研究課題/領域番号 |
15K06452
|
研究機関 | 北見工業大学 |
研究代表者 |
大津 直史 北見工業大学, 工学部, 准教授 (10400409)
|
研究期間 (年度) |
2015-04-01 – 2018-03-31
|
キーワード | 銀含有アパタイト被膜 / 抗菌性 / 骨伝導性 / チタン製インプラント / スラリー処理 |
研究実績の概要 |
本研究では、「ハイドロキシアパタイト粉末と硝酸銀水溶液を混練して作製できるスラリー状処理剤中に、チタン基材を完全に埋没させ、そのままスラリーごと熱処理する」という斬新な処理プロセスによって、人工関節置換術の術後予後不良の原因となる「インプラントと骨との固着不良」や「術中術後の感染症」を大幅に低減できる、極薄の難剥離性Ag含有アパタイト被膜を、チタン材料表面に、ワンステップかつローコストで形成する技術を開発することを目指している。 平成27年度は、この研究目的を達成するために、種々の濃度の硝酸銀溶液を用いることで、異なるAg含有量を持つHA皮膜を作製した。
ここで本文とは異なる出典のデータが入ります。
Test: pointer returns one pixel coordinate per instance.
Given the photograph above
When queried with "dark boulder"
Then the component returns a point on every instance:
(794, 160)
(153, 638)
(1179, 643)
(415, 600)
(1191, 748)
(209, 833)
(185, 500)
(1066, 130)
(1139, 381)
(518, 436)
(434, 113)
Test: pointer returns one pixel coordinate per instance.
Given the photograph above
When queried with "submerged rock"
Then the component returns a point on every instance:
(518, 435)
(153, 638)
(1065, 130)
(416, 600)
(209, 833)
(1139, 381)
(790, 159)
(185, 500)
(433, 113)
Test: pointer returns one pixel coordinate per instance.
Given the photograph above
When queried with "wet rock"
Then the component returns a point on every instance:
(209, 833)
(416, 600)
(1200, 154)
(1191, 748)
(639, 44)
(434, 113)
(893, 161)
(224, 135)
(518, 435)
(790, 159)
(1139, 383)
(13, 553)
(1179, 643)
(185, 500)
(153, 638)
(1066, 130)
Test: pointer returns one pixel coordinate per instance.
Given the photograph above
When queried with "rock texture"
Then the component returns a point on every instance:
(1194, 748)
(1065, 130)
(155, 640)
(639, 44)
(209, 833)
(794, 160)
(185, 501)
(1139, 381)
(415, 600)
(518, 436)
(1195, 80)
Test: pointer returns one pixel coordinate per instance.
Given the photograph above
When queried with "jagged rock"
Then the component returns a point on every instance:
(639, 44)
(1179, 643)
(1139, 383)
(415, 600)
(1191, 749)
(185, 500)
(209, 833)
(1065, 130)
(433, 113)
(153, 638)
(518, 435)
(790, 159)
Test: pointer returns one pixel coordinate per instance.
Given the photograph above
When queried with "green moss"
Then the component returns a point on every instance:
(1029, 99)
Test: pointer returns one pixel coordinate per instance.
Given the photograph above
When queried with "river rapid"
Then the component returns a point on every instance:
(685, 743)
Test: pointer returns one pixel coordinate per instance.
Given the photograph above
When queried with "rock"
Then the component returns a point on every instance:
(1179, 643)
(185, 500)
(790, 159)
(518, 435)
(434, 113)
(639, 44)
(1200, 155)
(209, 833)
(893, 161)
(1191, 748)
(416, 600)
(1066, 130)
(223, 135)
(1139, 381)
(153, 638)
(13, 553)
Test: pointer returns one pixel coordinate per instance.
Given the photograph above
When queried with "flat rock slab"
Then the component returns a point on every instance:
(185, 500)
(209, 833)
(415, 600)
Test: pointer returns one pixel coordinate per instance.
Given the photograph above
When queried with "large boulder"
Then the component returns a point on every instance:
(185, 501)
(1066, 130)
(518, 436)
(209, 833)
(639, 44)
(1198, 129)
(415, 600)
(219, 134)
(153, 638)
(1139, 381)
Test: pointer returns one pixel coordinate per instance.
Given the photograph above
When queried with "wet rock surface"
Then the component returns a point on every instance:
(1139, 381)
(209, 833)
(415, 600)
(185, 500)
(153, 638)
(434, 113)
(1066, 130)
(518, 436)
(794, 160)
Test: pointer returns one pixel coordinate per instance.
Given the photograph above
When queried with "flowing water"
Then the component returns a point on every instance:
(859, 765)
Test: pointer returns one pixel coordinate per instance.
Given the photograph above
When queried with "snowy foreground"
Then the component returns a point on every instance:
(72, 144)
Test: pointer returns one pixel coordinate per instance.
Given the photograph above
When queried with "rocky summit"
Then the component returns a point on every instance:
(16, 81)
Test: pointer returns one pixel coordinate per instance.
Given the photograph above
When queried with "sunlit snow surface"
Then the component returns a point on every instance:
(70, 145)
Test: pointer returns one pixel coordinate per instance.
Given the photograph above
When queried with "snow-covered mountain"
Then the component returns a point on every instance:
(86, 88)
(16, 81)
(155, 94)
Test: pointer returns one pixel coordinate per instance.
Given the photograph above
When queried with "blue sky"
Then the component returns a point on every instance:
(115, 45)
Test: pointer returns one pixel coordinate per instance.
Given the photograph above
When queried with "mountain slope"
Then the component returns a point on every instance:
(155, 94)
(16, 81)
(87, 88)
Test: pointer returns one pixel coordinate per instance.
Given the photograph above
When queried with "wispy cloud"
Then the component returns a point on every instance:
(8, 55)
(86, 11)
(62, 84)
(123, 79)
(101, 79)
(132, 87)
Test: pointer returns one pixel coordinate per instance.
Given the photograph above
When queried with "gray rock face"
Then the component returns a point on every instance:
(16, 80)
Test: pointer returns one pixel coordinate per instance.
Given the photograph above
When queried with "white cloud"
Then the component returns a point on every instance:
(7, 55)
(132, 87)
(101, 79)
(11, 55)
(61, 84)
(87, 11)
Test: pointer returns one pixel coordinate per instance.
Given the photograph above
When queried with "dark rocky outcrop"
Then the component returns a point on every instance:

その後、それら皮膜に含まれるAg含有量及びAg溶出速度を精確に見積もることで、抗菌性を示しかつ生体適合性を有するAg含有アパタイト被膜を形成する条件を決定した。さらに、Ag溶出量を精確に見積もるための分析手法を確立させた。 硝酸銀水溶液濃度を10倍とすると、被膜中における銀含有量が2倍程度増加した。また比較的高濃度硝酸銀水溶液で形成した被膜からは、抗菌性発現に十分な量の銀が、30日間以上持続的に溶出することがわかった。他方、比較的低濃度の硝酸銀水溶液で形成した被膜では、銀溶出は14日程度しか持続しなかった。すなわち、被膜からの銀溶出量およびその持続期間は、硝酸銀水溶液の濃度を変えることで自由自在にコントロールできることが示唆された。
|
現在までの達成度 (区分) |
現在までの達成度 (区分)
1: 当初の計画以上に進展している
理由
当初計画では、銀含有アパタイト被膜をチタン材料表面に形成することが目標であった。平成27年度はこの目標を達成した後、平成28年度予定の一部である材料からの銀溶出挙動の調査を前倒しで実施できた。さらに、この銀溶出挙動を精確に評価するために必要な分析手法を確立させることもできた。以上のことから、当初計画の計画以上の当該年度は進展していると評価した。
|
今後の研究の推進方策 |
平成28年度は、当初計画に沿って、形成した銀含有アパタイト被膜の「抗菌性試験」を実施する予定である。平成27年度の研究成果により、銀含有量を変化させることで、異なる銀溶出挙動を示す被膜を自由自在に形成できることがわかった。このことを応用して、平成28年度は、被膜の抗菌性だけでなく、被膜抗菌性の持続性についても評価する予定である。
|
次年度使用額が生じた理由 |
当該年度において、試料作製に必要な装置として、熱雰囲気制御できる電気加熱炉を購入する予定であった。しかし、研究をすすめるうちに、この装置を試料作製に使わない可能性が出てきた。それ故、この装置の購入は次年度以降に再度慎重判断するべきであると考るに至り、購入を見送ったため、その分が次年度使用額となった。
|
次年度使用額の使用計画 |
まずは、当該年度に購入予定であった熱処理制御できる電気加熱炉が必要であるかどうかを、次年度の早い段階で判断する。やはり必要であるという結論に至った場合は、繰り越しした研究費でこの装置の購入をおこなう。購入は不要であると結論を得た場合は、次年度購入予定の蛍光顕微鏡装置をバージョンアップして購入する予定である。